Scripture for Today: Ecclesiastes 3:1 “There is a time for everything and a season for every activity under the heavens.”

The vineyards of Alsace, France are breathtaking in the autumn! Rich golden color covers the hillsides and when the sun shines just right, the leaves look to be on fire! But before long these leaves turn brown, shrivel and fall to the ground, exposing gnarled bare branches. I miss being surrounded by these vineyards as they mark the passing of time. There was a sense of order and comfort knowing that each season will make its appearance in due time.

Today’s verse reminds us of the passing of time and seasons. The earth is locked into a cycle of time that has no equivalent above the heavens. The seasons are unique to us. Heaven and eternity are not bound or limited by time. And each season that God ordains in our lives has a God-given purpose for His glory. There is a time for birth or death, mourning or dancing, speaking or remaining silent, among many other activities “under heaven.” (verse 2-8)

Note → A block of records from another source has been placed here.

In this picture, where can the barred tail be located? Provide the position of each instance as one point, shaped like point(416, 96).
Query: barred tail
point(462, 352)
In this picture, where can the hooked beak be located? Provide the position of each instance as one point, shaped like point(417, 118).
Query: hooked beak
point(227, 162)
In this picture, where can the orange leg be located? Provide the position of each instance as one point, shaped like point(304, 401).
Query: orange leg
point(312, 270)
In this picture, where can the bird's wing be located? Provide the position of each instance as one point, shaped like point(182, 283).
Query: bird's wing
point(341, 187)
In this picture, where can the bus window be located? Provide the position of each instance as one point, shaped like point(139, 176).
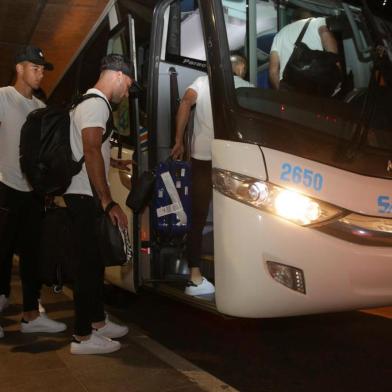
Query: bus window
point(336, 116)
point(184, 32)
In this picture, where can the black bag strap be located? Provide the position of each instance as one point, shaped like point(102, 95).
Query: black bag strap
point(303, 31)
point(174, 101)
point(109, 123)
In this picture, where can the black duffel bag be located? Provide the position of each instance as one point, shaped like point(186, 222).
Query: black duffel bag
point(142, 191)
point(115, 247)
point(312, 71)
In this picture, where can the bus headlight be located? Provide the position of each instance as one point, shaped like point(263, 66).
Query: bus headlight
point(287, 204)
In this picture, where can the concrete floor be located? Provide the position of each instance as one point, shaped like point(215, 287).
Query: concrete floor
point(42, 362)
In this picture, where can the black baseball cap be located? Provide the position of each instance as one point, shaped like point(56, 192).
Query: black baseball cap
point(33, 55)
point(118, 62)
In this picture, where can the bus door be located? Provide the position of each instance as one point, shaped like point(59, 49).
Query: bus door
point(177, 58)
point(302, 185)
point(126, 146)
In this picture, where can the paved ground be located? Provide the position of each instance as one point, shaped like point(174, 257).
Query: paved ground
point(341, 352)
point(32, 362)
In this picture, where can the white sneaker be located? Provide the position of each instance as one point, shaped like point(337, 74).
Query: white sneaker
point(205, 287)
point(96, 344)
point(112, 330)
point(42, 324)
point(41, 309)
point(4, 302)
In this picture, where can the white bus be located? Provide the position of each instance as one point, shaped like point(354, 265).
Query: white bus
point(301, 219)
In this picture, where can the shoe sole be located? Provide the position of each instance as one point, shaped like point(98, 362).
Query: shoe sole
point(43, 331)
point(113, 336)
point(199, 293)
point(92, 351)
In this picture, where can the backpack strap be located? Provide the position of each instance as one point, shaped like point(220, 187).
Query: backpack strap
point(303, 31)
point(109, 122)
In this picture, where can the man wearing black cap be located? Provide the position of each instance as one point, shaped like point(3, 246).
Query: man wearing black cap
point(20, 208)
point(93, 330)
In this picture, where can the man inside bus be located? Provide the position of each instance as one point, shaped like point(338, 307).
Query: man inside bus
point(198, 93)
point(317, 37)
point(20, 208)
point(93, 330)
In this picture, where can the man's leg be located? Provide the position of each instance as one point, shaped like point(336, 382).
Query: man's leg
point(10, 201)
point(89, 269)
point(30, 221)
point(201, 197)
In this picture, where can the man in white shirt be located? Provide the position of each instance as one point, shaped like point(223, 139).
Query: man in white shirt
point(93, 329)
point(317, 37)
point(198, 93)
point(21, 209)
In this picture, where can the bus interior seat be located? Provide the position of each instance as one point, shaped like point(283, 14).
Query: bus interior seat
point(264, 43)
point(187, 5)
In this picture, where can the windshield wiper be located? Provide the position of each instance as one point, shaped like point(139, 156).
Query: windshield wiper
point(380, 65)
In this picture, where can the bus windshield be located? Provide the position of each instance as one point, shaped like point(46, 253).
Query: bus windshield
point(356, 111)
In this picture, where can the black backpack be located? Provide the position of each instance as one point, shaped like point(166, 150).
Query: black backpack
point(45, 150)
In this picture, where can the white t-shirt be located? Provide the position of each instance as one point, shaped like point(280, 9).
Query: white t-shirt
point(203, 129)
point(14, 108)
point(285, 39)
point(91, 113)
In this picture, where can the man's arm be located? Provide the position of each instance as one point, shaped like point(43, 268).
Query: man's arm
point(92, 143)
point(188, 100)
point(274, 70)
point(328, 40)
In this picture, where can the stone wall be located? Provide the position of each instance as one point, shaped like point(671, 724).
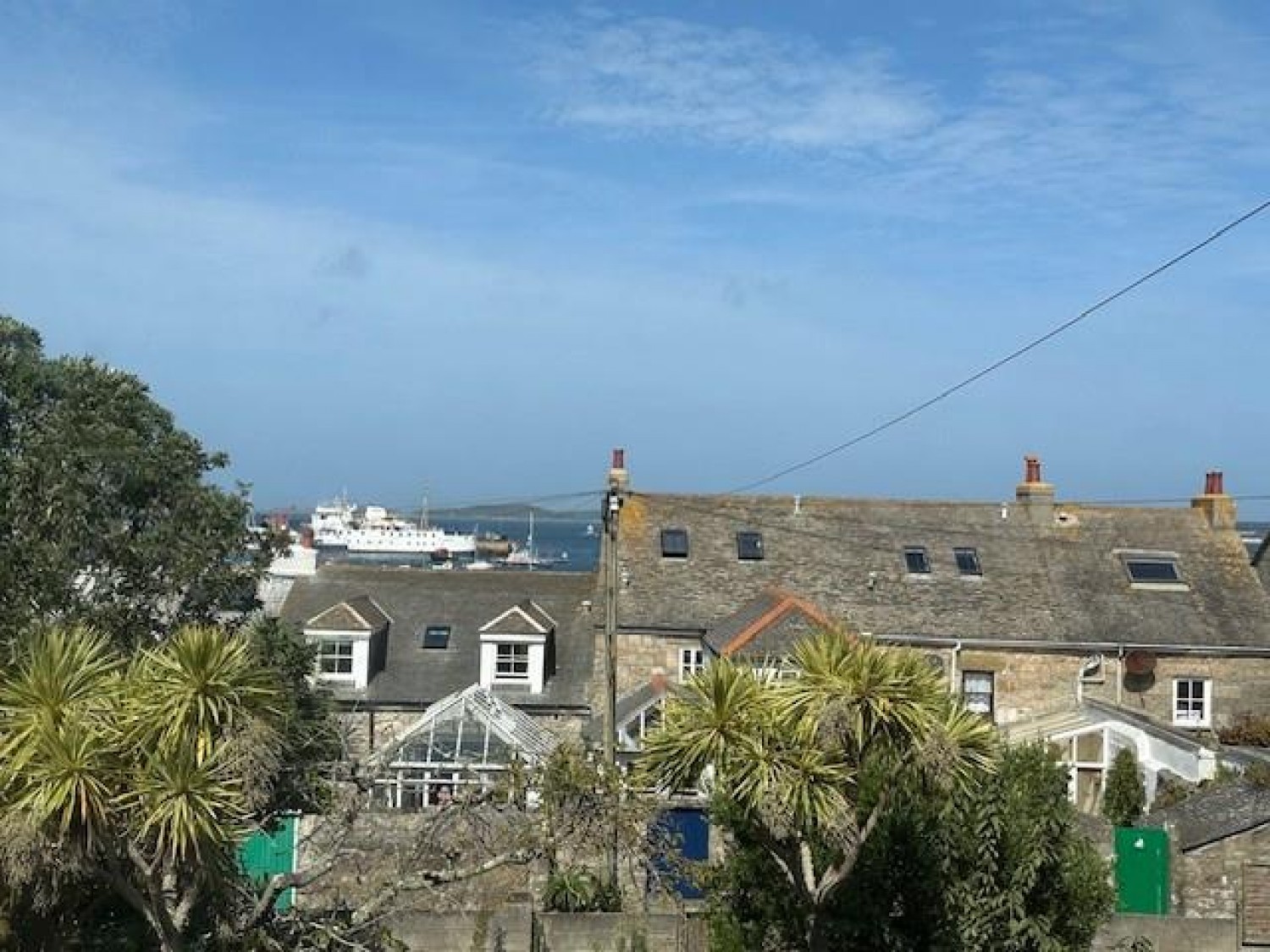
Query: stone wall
point(1030, 683)
point(640, 654)
point(1168, 933)
point(508, 929)
point(512, 928)
point(1206, 883)
point(610, 932)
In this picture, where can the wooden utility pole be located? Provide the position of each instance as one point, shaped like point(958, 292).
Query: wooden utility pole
point(617, 482)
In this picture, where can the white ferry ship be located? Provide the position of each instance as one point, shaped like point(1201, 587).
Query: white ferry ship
point(340, 525)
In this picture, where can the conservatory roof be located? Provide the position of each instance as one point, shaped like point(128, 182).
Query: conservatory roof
point(472, 728)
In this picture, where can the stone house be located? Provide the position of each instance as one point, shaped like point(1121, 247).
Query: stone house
point(444, 677)
point(1219, 857)
point(1030, 607)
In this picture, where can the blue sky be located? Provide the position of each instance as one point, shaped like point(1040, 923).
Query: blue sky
point(472, 246)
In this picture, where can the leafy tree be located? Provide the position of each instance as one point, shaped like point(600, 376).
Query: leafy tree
point(104, 507)
point(1023, 878)
point(135, 771)
point(998, 865)
point(794, 757)
point(1125, 795)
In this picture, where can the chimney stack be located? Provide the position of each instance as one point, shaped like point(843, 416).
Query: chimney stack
point(1217, 507)
point(1034, 495)
point(619, 479)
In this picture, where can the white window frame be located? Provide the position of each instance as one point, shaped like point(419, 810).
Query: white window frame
point(691, 660)
point(1190, 711)
point(512, 663)
point(340, 652)
point(991, 693)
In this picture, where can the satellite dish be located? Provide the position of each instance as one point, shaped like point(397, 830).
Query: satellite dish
point(1140, 663)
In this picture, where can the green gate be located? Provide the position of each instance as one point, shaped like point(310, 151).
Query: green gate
point(263, 856)
point(1142, 870)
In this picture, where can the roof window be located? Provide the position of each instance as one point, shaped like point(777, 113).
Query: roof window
point(675, 543)
point(968, 561)
point(434, 636)
point(1152, 570)
point(917, 561)
point(749, 546)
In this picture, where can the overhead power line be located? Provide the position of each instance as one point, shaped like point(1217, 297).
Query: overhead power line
point(1001, 362)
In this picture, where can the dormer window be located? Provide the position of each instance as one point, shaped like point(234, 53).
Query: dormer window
point(335, 658)
point(916, 561)
point(749, 546)
point(517, 647)
point(967, 561)
point(675, 543)
point(512, 663)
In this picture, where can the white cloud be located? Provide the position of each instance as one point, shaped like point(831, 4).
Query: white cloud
point(732, 86)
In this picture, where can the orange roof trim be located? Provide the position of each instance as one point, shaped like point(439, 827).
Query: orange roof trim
point(785, 604)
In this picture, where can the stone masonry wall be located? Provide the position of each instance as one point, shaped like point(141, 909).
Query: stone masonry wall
point(1029, 683)
point(1168, 933)
point(1026, 683)
point(1206, 883)
point(639, 655)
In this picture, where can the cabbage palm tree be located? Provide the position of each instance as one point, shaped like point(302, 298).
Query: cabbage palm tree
point(790, 756)
point(134, 771)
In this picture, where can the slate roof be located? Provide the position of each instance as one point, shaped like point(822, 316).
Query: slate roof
point(1214, 812)
point(1044, 581)
point(358, 614)
point(416, 598)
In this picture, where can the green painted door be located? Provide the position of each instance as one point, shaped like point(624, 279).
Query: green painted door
point(1142, 870)
point(264, 856)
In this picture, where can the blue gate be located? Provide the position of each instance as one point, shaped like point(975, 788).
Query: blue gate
point(681, 837)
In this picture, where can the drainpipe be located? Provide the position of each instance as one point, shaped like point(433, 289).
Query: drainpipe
point(1119, 677)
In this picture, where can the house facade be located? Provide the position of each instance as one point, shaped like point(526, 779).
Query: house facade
point(444, 678)
point(1033, 608)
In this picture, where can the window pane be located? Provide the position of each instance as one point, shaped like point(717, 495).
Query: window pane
point(967, 561)
point(749, 546)
point(977, 692)
point(512, 662)
point(916, 561)
point(675, 543)
point(1152, 570)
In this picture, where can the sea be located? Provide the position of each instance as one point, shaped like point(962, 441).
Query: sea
point(561, 542)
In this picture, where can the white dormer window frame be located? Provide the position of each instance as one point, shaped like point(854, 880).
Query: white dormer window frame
point(691, 660)
point(511, 663)
point(516, 659)
point(343, 658)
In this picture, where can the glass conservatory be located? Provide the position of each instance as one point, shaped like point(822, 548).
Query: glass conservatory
point(464, 741)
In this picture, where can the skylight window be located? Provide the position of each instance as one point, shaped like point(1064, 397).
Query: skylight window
point(434, 636)
point(917, 561)
point(967, 561)
point(675, 543)
point(749, 546)
point(1152, 570)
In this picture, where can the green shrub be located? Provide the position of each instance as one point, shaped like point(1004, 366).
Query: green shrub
point(1125, 796)
point(1250, 730)
point(578, 890)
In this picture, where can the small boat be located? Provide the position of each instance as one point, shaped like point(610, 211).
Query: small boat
point(526, 558)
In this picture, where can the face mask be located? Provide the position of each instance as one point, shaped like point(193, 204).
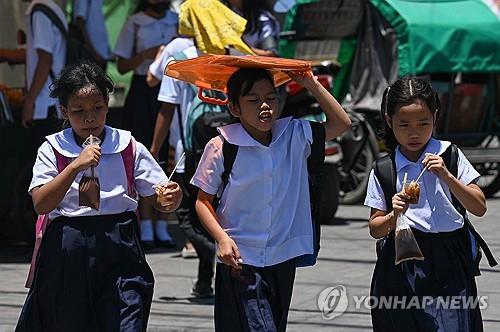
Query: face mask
point(160, 7)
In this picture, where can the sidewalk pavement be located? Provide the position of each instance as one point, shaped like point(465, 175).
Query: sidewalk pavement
point(347, 258)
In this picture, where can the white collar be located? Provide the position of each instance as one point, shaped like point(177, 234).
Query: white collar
point(434, 146)
point(115, 141)
point(237, 135)
point(170, 18)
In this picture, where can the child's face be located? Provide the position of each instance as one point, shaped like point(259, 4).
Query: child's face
point(258, 109)
point(86, 112)
point(412, 125)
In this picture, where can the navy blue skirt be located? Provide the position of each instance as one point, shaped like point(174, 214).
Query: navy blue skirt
point(91, 276)
point(445, 275)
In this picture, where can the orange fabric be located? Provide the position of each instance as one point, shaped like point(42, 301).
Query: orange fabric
point(213, 71)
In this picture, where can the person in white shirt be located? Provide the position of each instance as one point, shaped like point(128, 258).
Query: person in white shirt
point(89, 20)
point(45, 58)
point(144, 32)
point(409, 108)
point(91, 272)
point(263, 222)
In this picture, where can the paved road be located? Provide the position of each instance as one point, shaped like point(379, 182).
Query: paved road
point(347, 258)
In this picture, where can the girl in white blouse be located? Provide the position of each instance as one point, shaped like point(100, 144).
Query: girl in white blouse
point(91, 273)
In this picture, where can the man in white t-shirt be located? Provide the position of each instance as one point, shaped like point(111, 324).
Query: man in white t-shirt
point(89, 19)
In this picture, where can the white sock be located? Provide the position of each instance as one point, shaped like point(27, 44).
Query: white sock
point(161, 229)
point(147, 230)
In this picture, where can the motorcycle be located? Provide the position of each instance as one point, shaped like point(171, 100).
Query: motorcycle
point(349, 158)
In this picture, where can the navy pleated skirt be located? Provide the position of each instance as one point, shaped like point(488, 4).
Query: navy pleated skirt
point(447, 272)
point(91, 275)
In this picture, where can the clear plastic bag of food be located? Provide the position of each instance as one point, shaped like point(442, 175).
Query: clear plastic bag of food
point(89, 187)
point(405, 243)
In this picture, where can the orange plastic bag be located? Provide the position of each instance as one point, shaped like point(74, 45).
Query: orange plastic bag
point(213, 71)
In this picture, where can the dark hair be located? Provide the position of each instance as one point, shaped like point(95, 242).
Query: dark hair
point(79, 76)
point(251, 11)
point(404, 92)
point(241, 82)
point(142, 6)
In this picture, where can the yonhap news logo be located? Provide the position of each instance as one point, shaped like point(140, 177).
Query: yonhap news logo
point(334, 301)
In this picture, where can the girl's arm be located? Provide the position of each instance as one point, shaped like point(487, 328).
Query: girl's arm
point(47, 197)
point(470, 196)
point(337, 120)
point(382, 223)
point(227, 250)
point(166, 199)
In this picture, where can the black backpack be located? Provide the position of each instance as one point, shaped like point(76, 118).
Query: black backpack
point(385, 171)
point(76, 51)
point(315, 170)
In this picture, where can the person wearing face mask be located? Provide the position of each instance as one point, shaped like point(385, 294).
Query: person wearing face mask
point(151, 26)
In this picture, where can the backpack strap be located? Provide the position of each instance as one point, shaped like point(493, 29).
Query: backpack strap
point(128, 157)
point(450, 158)
point(229, 152)
point(61, 161)
point(315, 163)
point(385, 171)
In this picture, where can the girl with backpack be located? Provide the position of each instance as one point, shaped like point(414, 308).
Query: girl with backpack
point(263, 219)
point(153, 25)
point(91, 273)
point(410, 107)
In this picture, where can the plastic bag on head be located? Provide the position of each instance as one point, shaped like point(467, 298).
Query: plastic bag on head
point(405, 244)
point(89, 188)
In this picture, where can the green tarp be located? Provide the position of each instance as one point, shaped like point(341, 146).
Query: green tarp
point(443, 35)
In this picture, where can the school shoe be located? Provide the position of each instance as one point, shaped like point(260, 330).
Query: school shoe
point(202, 291)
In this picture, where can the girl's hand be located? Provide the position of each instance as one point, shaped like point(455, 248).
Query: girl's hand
point(306, 79)
point(435, 164)
point(169, 196)
point(400, 203)
point(228, 253)
point(89, 156)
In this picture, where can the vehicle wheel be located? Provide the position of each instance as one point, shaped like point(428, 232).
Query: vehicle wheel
point(353, 180)
point(490, 171)
point(329, 193)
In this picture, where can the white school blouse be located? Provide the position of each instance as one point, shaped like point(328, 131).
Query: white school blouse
point(91, 13)
point(434, 212)
point(265, 206)
point(141, 32)
point(42, 34)
point(174, 91)
point(110, 171)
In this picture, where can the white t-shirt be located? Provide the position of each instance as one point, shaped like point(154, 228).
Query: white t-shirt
point(42, 34)
point(178, 92)
point(110, 172)
point(265, 205)
point(91, 12)
point(141, 32)
point(157, 68)
point(434, 211)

In the blink of an eye, a new season has arrived in my life. I did not ask for the change. I was happy with the old season. But it is my Heavenly Father who ushers in a different life without a loved one. And because He has been faithful in the past, I know I can trust Jesus for this unfamiliar territory. I am confident that He will move me through this season of sadness and loss in His way and in His time. How thankful I am that there is coming a “season” that will be eternal and unchanging in Heaven! What an incredible time of reunion it will be!

Lord, keep me focused on that time without end!